Tuesday, November 14, 2006
What with GM digging out of a hole and Ford still in the hole, it seemed only a matter of time before DCX felt the brisk winter wind whistling around its financial ankles. Like Ford and GM, Chrysler Group has launched hot new cars and crossovers like the Chrysler 300 and Dodge Caliber but many of its Cars, Trucks and SUVs are not moving as well as originally "programmed." Blame the economy, gas prices or the favorite reason for market share losses, Toyota. It doesn't matter, $1.5 billion in losses in the most recent quarter get your attention. "Domestic" products, especially SUVs and Trucks have gone from cash cows to financial boat anchors.
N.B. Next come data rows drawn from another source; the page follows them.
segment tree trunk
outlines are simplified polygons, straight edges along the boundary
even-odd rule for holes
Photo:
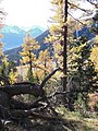
[[[64,0],[64,24],[68,21],[68,0]],[[63,31],[64,31],[64,39],[63,39],[63,78],[62,78],[62,86],[63,86],[63,92],[66,91],[66,44],[68,44],[68,25],[63,26]],[[63,100],[65,103],[65,96],[63,96]]]

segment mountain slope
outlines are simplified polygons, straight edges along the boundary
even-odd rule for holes
[[[4,26],[1,31],[3,38],[2,43],[4,44],[3,50],[12,49],[21,46],[24,43],[24,37],[27,34],[30,34],[32,37],[37,37],[44,33],[41,27],[34,26],[28,31],[20,28],[17,26]]]
[[[49,34],[49,31],[46,31],[41,35],[39,35],[38,37],[36,37],[36,40],[40,45],[40,49],[38,50],[38,52],[40,50],[46,49],[49,46],[49,44],[44,44],[44,39],[45,39],[45,37],[48,36],[48,34]],[[22,51],[22,46],[13,48],[13,49],[10,49],[10,50],[5,50],[4,53],[8,56],[8,58],[9,58],[10,61],[15,61],[19,64],[20,58],[21,58],[20,57],[20,51]],[[37,52],[37,55],[38,55],[38,52]]]

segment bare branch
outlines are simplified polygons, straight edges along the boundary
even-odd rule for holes
[[[77,21],[78,23],[81,23],[82,25],[85,25],[83,22],[81,22],[79,20],[75,19],[71,13],[69,13],[70,16],[72,16],[75,21]]]
[[[73,3],[70,3],[70,2],[68,2],[70,5],[73,5],[73,7],[75,7],[76,9],[79,9],[81,11],[83,11],[83,12],[85,12],[85,13],[87,13],[87,14],[90,14],[87,10],[85,10],[85,9],[82,9],[82,8],[79,8],[79,7],[77,7],[77,5],[75,5],[75,4],[73,4]]]
[[[56,69],[54,71],[52,71],[49,75],[47,75],[47,76],[45,78],[45,80],[41,82],[39,88],[42,88],[42,87],[45,86],[46,82],[47,82],[57,71],[60,71],[60,70],[61,70],[61,69],[58,68],[58,69]]]

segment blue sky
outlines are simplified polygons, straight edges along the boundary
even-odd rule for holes
[[[3,0],[0,7],[8,13],[5,24],[48,27],[50,0]]]

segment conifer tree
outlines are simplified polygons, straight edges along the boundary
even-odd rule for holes
[[[28,81],[33,82],[33,64],[36,61],[36,51],[39,49],[39,45],[35,38],[32,38],[28,34],[25,39],[24,44],[22,45],[22,56],[23,63],[29,64],[28,69]]]

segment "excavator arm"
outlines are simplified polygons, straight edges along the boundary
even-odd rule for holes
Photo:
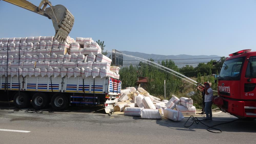
[[[74,16],[65,7],[61,5],[53,6],[48,0],[42,1],[38,7],[25,0],[2,0],[51,19],[55,31],[54,39],[60,42],[66,40],[74,24]],[[50,7],[46,8],[47,5]]]

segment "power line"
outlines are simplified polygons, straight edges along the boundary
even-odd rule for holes
[[[172,64],[172,63],[189,63],[189,62],[202,62],[202,63],[203,63],[203,62],[207,63],[207,62],[210,62],[211,63],[211,62],[222,62],[222,61],[182,61],[182,62],[167,62],[165,63],[165,64],[168,64],[168,63]],[[160,64],[160,63],[157,63],[158,64]],[[123,63],[123,64],[140,64],[140,63]]]
[[[155,60],[185,60],[185,59],[207,59],[209,58],[222,58],[223,57],[211,57],[209,58],[186,58],[184,59],[156,59],[153,60],[154,61]],[[227,58],[228,57],[224,57],[225,58]],[[147,61],[148,60],[123,60],[123,61]]]

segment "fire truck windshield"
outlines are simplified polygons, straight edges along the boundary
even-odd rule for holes
[[[219,80],[238,80],[244,57],[240,57],[225,61],[223,63],[219,77]]]

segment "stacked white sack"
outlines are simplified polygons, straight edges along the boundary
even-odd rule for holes
[[[165,105],[165,106],[168,108],[173,109],[175,107],[175,106],[176,105],[178,104],[180,101],[180,100],[175,96],[172,95],[172,97]]]
[[[181,105],[176,105],[175,108],[176,110],[181,112],[183,114],[196,115],[196,107],[194,106],[188,109],[187,107]]]
[[[142,99],[142,104],[145,108],[152,109],[156,109],[156,107],[148,97],[145,97]]]
[[[168,108],[163,109],[163,115],[165,117],[174,121],[180,121],[185,118],[181,112]]]
[[[193,100],[191,98],[181,97],[180,99],[180,104],[187,107],[188,109],[193,106]]]
[[[162,118],[161,110],[144,109],[141,110],[141,118],[144,119],[161,119]]]
[[[141,116],[141,110],[144,108],[144,107],[142,108],[132,107],[127,107],[124,109],[125,115],[132,116]]]
[[[130,102],[131,101],[130,101]],[[135,104],[134,102],[131,102],[130,103],[128,103],[128,104],[125,105],[125,106],[124,107],[123,110],[124,111],[125,111],[125,108],[126,107],[135,107]]]
[[[122,94],[121,96],[118,99],[118,101],[119,101],[124,102],[128,100],[128,97],[127,95],[125,94]]]

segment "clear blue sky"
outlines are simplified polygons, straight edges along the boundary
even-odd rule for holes
[[[227,56],[256,50],[255,1],[50,1],[75,16],[70,36],[104,40],[109,50]],[[0,13],[0,37],[55,34],[51,20],[2,1]]]

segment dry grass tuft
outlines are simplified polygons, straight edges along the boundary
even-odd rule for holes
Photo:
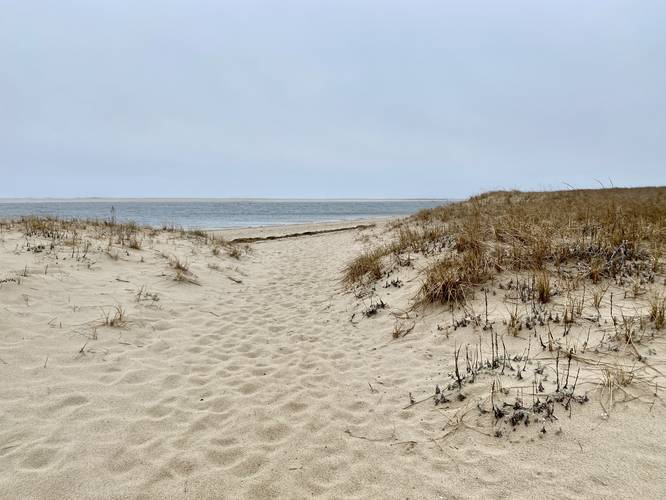
[[[388,251],[385,247],[362,253],[345,266],[342,283],[351,288],[368,279],[373,281],[380,279],[382,277],[382,258],[386,255],[388,255]]]
[[[347,265],[348,287],[380,279],[391,253],[444,254],[424,270],[417,302],[459,302],[495,273],[529,271],[546,303],[554,270],[595,284],[654,276],[666,243],[666,188],[490,192],[422,210],[392,230],[392,243]]]
[[[654,321],[657,330],[664,328],[666,322],[666,298],[655,294],[650,299],[650,321]]]

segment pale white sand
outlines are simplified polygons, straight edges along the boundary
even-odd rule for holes
[[[404,287],[378,288],[392,309],[363,318],[340,270],[379,232],[258,242],[240,260],[165,233],[113,260],[91,239],[77,260],[3,231],[0,279],[20,284],[0,286],[0,498],[666,496],[658,399],[608,416],[592,394],[545,435],[502,438],[479,415],[438,439],[449,410],[403,410],[450,381],[454,345],[482,332],[438,330],[451,316],[436,310],[394,340],[411,268],[395,275]],[[162,254],[200,286],[174,281]],[[137,301],[141,287],[159,300]],[[102,325],[116,305],[126,323]],[[663,339],[652,347],[665,369]]]

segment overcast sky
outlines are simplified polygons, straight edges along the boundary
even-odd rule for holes
[[[666,184],[666,2],[0,0],[0,197]]]

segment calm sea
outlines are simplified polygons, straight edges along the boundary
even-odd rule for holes
[[[408,215],[446,200],[0,201],[0,219],[23,215],[133,221],[153,227],[222,229]]]

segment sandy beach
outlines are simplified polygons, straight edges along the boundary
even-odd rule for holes
[[[369,296],[341,285],[389,223],[238,254],[164,231],[109,246],[99,228],[51,247],[3,226],[0,498],[666,496],[666,412],[649,392],[618,392],[611,411],[581,376],[589,402],[498,437],[477,382],[464,391],[474,413],[452,427],[460,405],[433,405],[433,391],[451,382],[456,347],[484,339],[490,353],[485,332],[452,328],[445,307],[409,310],[418,260]],[[491,316],[506,315],[493,297]],[[587,331],[581,320],[569,338]],[[541,352],[530,335],[502,337]],[[663,370],[663,338],[649,348]]]

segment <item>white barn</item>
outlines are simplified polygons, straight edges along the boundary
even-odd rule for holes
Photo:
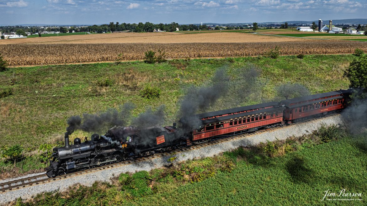
[[[313,32],[313,29],[309,26],[299,26],[297,27],[297,30],[300,32]]]
[[[357,34],[357,30],[354,28],[349,28],[346,30],[346,33],[351,34]]]
[[[341,32],[343,31],[343,29],[341,28],[340,28],[340,27],[337,27],[336,26],[335,26],[334,25],[331,25],[331,30],[334,30],[334,33],[335,33],[335,32],[337,32],[337,33],[339,33],[339,32]],[[321,29],[321,31],[323,31],[324,32],[328,32],[329,31],[329,25],[326,25],[324,26],[324,27],[323,27]],[[331,33],[333,33],[333,32],[332,32]]]

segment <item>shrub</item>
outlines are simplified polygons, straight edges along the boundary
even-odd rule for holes
[[[165,55],[166,53],[164,52],[160,49],[158,49],[158,54],[157,54],[157,56],[155,58],[156,61],[159,63],[166,62],[166,60],[164,59],[164,56]]]
[[[144,89],[140,90],[140,95],[147,99],[159,98],[160,95],[160,89],[156,87],[147,85]]]
[[[153,64],[156,62],[160,63],[167,60],[164,59],[166,53],[160,49],[158,49],[157,53],[152,50],[149,50],[145,52],[145,60],[144,62],[146,63],[149,64]]]
[[[0,98],[10,96],[12,92],[10,88],[0,89]]]
[[[98,85],[100,87],[110,87],[113,85],[115,81],[108,78],[98,82]]]
[[[364,54],[364,52],[363,50],[361,49],[359,49],[358,48],[357,48],[356,49],[356,50],[354,51],[354,54],[353,54],[353,55],[356,56],[360,56],[363,55]]]
[[[298,59],[303,59],[303,58],[304,57],[305,55],[303,54],[300,54],[297,55],[297,58]]]
[[[1,148],[1,157],[10,159],[14,162],[14,166],[15,166],[17,160],[22,156],[23,151],[23,147],[17,144],[10,147],[3,147]]]
[[[270,49],[266,52],[266,56],[272,59],[276,59],[280,55],[280,52],[277,46],[276,46],[275,48]]]
[[[4,59],[1,54],[0,54],[0,71],[4,71],[8,66],[8,63]]]
[[[44,144],[40,146],[39,149],[42,152],[40,158],[44,162],[46,162],[46,165],[47,165],[48,160],[51,158],[52,154],[52,148],[53,146],[48,144]]]
[[[322,141],[326,143],[337,139],[340,136],[341,131],[336,125],[333,125],[327,127],[324,125],[321,125],[319,129],[314,132]]]
[[[122,60],[123,59],[123,55],[122,53],[120,53],[117,55],[117,57],[116,58],[116,60],[115,60],[115,64],[116,65],[118,65],[121,63],[121,60]]]
[[[155,57],[154,56],[156,52],[152,50],[149,50],[145,52],[144,53],[145,55],[145,60],[144,62],[149,64],[153,64],[156,62]]]

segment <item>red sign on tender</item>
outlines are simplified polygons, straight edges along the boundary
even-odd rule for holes
[[[166,141],[166,140],[164,140],[164,135],[157,137],[156,139],[157,139],[157,144],[159,144]]]

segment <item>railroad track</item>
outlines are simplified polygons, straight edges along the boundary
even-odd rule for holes
[[[280,126],[275,127],[274,128],[267,129],[263,129],[262,130],[259,130],[251,133],[247,133],[245,134],[240,134],[237,135],[228,137],[218,138],[215,139],[213,139],[211,141],[204,143],[199,144],[197,144],[196,145],[193,145],[192,146],[191,146],[190,147],[186,147],[185,148],[181,148],[177,149],[176,150],[171,150],[169,152],[166,152],[156,153],[150,156],[139,158],[129,160],[126,160],[122,162],[119,162],[114,163],[113,164],[101,166],[98,168],[92,168],[87,169],[83,170],[76,172],[75,172],[72,173],[69,173],[68,174],[63,174],[62,175],[61,175],[60,176],[56,177],[55,177],[49,178],[47,177],[47,176],[46,175],[46,174],[45,173],[35,176],[29,177],[26,177],[22,179],[19,179],[18,180],[12,180],[12,181],[7,182],[6,183],[0,183],[0,194],[4,192],[6,192],[8,191],[12,190],[18,189],[22,187],[24,187],[27,186],[35,185],[43,183],[46,183],[51,181],[55,181],[62,179],[64,179],[65,178],[68,178],[71,176],[83,174],[90,172],[93,171],[101,170],[108,168],[111,168],[118,166],[120,166],[123,165],[130,164],[132,163],[144,161],[147,159],[153,159],[156,157],[158,157],[158,156],[164,156],[167,155],[170,155],[170,154],[171,154],[172,153],[174,152],[183,151],[186,150],[194,150],[197,148],[206,147],[210,145],[218,144],[224,141],[229,141],[231,140],[239,139],[247,136],[251,136],[252,135],[259,134],[259,133],[265,132],[267,131],[276,130],[277,129],[281,129],[282,128],[287,127],[290,126],[297,125],[305,122],[310,122],[314,120],[316,120],[316,119],[322,119],[338,115],[338,114],[331,114],[323,117],[320,117],[317,118],[313,118],[312,119],[309,119],[305,120],[304,121],[299,122],[295,123],[293,123],[291,124],[288,125],[284,125],[283,126]]]

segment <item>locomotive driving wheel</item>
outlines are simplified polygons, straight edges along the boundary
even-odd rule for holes
[[[116,161],[115,161],[114,162],[119,162],[124,160],[124,155],[122,155],[121,152],[118,151],[116,151],[112,153],[112,154],[111,155],[110,158],[111,159],[116,159]]]
[[[97,164],[97,166],[102,166],[104,165],[103,163],[101,163],[102,162],[106,161],[106,158],[103,155],[96,155],[93,158],[92,160],[92,163],[93,164]]]
[[[58,168],[56,171],[56,176],[60,176],[65,174],[65,169],[62,168]]]

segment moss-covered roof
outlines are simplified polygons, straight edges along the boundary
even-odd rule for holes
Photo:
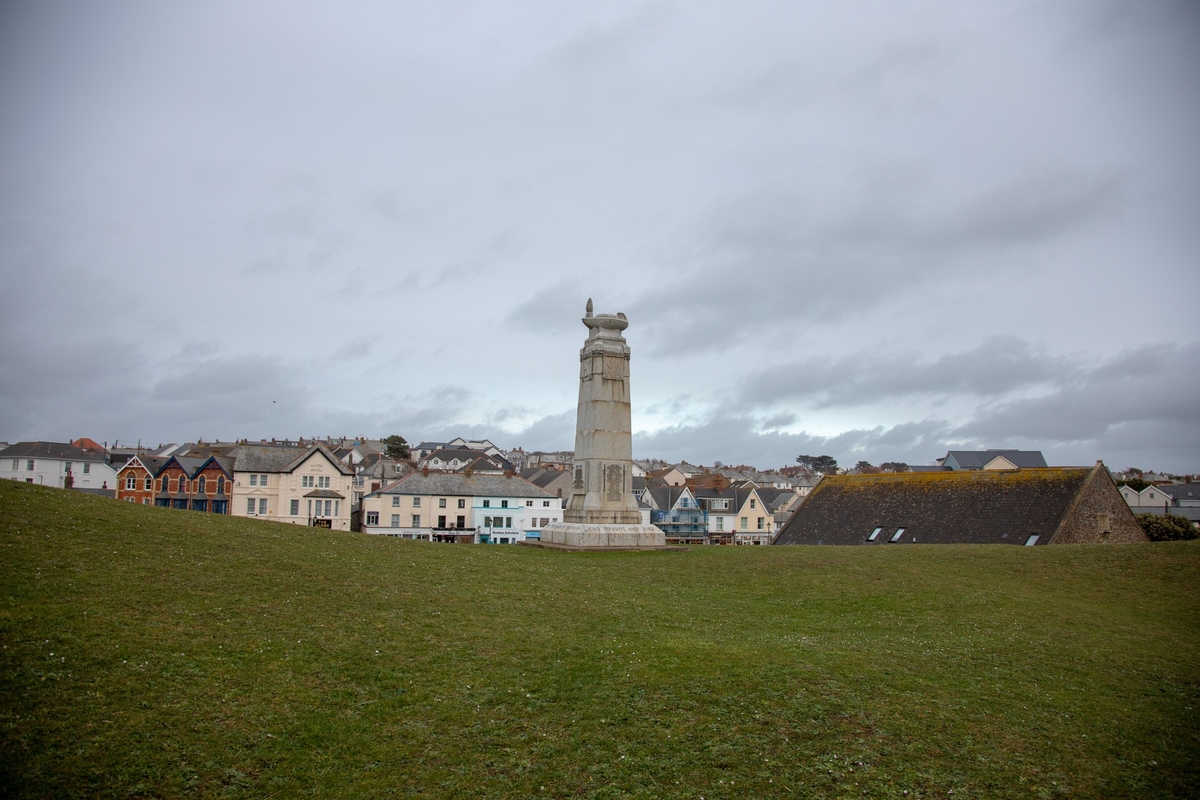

New Sales chief, Steve Landry has his work cut out for him and further production cuts are underway. The problems are deep enough that aggressive discounting is once again front and center.
The cutbacks are underway...from production cuts to supplier cuts and a new aggressive leasing program that carries with it the usual residual risks. When you fly into Detroit Metro airport, you may see large parking lots of new cars...likely, those are Chrysler products, waiting to be shipped to dealers who have cut back on their order banks. Unlike Ford and GM, however, Chrysler group's parent in Germany has already whispered the word, "spin-off."
We're not sure how DCX would spin-off Chrysler Group should the sales/profit story worsen. It would likely require a suitor...perhaps Nissan? Plus...how do you unravel the cross product plans? One thing for sure about the current car business...it's not boring!